Sin embargo, resulta una posición falluta, una impostura, como demuestra el nivel “de copia de la copia, de la copia, de un modelo que ya nadie recuerda” que pasa hoy por paradigma arquitectónico. Así es que, por ejemplo, los arquitectos crean lofts truchos, ahorrándole unos mangos al constructor al no poner paredes internas, o se concentran “en fachadas de cristal y acero, detrás de las cuales suele haber espacios de muy modesta calidad”. Esta “desarmante pobreza de soluciones” se vende como modernidad, libertad, hasta estilo.
Nada de esto es una mentira deliberada. Basta hablar con los profesionales involucrados en este tipo de obra para ver que, con altanería o modestia, realmente creen que lo que hacen es bueno y valioso. “Esa mediocridad delata una degradación de los valores medulares del proyecto moderno”, lapida Barreiro Cavestany. El mexicano toca algunas patologías sociales que también tenemos los argentinos: la repetición aburrida de edificios monótonos, pobres y de mal gusto. Y éstos al menos tienen la gracia de estar en una ciudad donde se puede o aunque sea se quiere caminar en las calles, porque luego están “la arquitectura del miedo y la segregación” de los countries y las “series paramilitares” de la vivienda popular construida por el Estado. Y tampoco hay “arquitectura de autor”, ya que sus practicantes “parecen haber tirado la toalla” y se limitan a sentirse intelectualmente superiores ante sus colegas “empresariales”.
Barreiro Cavestany señala que un problema central en la práctica es la supuesta pelea entre racionalidad e intuición, que él considera una gansada (¿cómo se dirá eso en México?). Con estupendo tino, señala que creerse esa pelea sólo muestra la falta de educación del que la afirma, que nunca se puso a pensar en el nivel de pensamiento que tiene “cualquier obra de arte de cierto espesor”, para no hablar del nivel técnico. El resultado es, por un lado, una arquitectura “de grandes obras” completamente pobre en conceptos; y por el otro, una “praxis reflexiva-operativa casi artesanal, que se autoexcluye del circuito de las grandes obras” y que tiene valor de ejemplo, pero no de norma.
¿Por qué esta crisis de ideas? En arquitectura siempre hubo un canon, un recetario de conceptos y soluciones que, mal que mal, todos seguían, en el que los resultados dependían de la cuota de talento que cada uno aportaba.

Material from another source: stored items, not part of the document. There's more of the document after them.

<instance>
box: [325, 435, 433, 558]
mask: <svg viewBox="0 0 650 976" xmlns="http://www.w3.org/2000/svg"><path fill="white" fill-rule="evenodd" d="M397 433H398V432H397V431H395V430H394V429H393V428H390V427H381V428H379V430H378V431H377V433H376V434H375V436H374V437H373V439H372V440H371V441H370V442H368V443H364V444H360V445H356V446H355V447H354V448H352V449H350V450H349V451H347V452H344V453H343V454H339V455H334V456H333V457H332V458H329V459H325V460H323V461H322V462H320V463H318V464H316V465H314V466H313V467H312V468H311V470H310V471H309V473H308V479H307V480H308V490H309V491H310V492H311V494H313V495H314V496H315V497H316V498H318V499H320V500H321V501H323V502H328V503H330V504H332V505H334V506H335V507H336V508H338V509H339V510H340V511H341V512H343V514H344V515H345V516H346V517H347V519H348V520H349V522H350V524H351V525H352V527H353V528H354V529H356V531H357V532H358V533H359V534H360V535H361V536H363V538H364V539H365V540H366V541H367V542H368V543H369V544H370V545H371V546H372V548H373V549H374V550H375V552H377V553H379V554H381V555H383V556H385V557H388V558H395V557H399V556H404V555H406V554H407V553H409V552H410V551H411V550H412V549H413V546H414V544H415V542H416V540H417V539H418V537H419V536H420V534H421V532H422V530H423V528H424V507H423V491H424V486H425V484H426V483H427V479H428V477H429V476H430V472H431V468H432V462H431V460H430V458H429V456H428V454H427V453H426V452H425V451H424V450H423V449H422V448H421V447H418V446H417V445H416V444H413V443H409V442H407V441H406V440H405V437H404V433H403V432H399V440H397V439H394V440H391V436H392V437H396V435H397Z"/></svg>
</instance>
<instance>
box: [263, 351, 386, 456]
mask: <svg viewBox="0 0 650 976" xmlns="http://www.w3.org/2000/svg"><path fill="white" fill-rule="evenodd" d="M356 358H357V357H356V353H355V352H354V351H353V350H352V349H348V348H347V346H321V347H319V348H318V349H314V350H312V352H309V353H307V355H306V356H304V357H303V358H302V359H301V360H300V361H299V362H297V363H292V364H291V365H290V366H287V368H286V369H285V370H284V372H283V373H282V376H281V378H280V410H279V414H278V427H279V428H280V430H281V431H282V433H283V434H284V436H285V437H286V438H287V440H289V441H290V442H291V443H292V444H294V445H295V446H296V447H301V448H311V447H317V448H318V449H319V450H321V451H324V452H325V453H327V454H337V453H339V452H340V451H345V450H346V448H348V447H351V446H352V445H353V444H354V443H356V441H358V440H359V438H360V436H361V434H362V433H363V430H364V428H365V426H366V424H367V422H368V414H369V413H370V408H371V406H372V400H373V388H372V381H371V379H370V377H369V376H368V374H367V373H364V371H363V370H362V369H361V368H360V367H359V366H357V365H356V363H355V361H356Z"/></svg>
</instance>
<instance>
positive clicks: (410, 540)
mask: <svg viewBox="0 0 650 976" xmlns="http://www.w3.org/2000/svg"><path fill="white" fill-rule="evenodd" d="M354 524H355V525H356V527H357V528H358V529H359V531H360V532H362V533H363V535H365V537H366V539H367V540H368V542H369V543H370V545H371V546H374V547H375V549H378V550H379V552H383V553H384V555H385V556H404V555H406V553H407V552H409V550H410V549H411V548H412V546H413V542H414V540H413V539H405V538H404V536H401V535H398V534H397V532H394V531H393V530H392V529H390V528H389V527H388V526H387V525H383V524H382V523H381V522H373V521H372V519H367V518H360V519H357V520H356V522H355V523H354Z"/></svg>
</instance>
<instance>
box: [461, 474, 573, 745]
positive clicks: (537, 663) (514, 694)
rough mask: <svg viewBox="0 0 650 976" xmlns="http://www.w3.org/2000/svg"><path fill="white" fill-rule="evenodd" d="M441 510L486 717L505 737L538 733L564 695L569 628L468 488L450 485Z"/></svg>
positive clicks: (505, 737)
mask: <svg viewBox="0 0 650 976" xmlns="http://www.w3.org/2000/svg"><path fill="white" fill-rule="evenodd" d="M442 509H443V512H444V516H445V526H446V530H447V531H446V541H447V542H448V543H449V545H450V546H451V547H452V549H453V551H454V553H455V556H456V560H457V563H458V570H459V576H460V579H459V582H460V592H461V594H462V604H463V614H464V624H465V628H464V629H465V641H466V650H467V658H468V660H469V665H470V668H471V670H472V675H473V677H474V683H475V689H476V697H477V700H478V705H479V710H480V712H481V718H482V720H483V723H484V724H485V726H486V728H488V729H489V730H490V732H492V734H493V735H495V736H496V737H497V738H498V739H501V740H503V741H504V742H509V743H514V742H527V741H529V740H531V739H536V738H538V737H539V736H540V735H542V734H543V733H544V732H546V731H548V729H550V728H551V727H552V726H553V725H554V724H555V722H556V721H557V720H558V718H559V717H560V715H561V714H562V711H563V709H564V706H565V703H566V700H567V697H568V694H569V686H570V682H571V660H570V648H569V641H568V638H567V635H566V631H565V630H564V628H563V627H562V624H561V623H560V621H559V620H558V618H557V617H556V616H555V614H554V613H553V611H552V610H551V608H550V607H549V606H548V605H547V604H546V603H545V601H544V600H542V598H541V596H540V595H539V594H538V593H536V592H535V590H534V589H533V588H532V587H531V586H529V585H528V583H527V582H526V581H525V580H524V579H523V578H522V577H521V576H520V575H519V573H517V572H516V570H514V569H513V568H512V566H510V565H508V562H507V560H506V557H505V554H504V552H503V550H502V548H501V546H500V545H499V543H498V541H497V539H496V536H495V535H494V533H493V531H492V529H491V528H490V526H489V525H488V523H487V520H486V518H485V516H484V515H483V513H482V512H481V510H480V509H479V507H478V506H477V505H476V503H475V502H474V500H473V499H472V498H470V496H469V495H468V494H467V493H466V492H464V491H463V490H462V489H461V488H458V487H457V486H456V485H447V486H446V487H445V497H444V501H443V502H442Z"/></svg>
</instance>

Este canon permitió que cientos y cientos de constructores –que ni arquitectos eran– crearan cientos y miles y decenas de miles de edificios de todo porte dentro de una estética proporcionada, elegante, sólida. El “proyecto moderno” tiró esto por la borda, sin pensar que por algo había un canon y que, al no imponer uno nuevo, iba a surgir, como un yuyo, algo en su lugar. Es la “copia de la copia de la copia” de un proyecto olvidado, que termina en losas de hormigón tapiadas con ladrillo hueco, con balcón, reja de chapa doblada, local en PB y a cobrar. O, más empresarialmente, en el nuevo banco de Alvarez o en Puerto Madero. Todo construido demoliendo edificios muy superiores, pero más viejos.
La arquitectura era la madre de las artes, decían los griegos que le adjudicaron la primera musa. Por acá hubo un matricidio.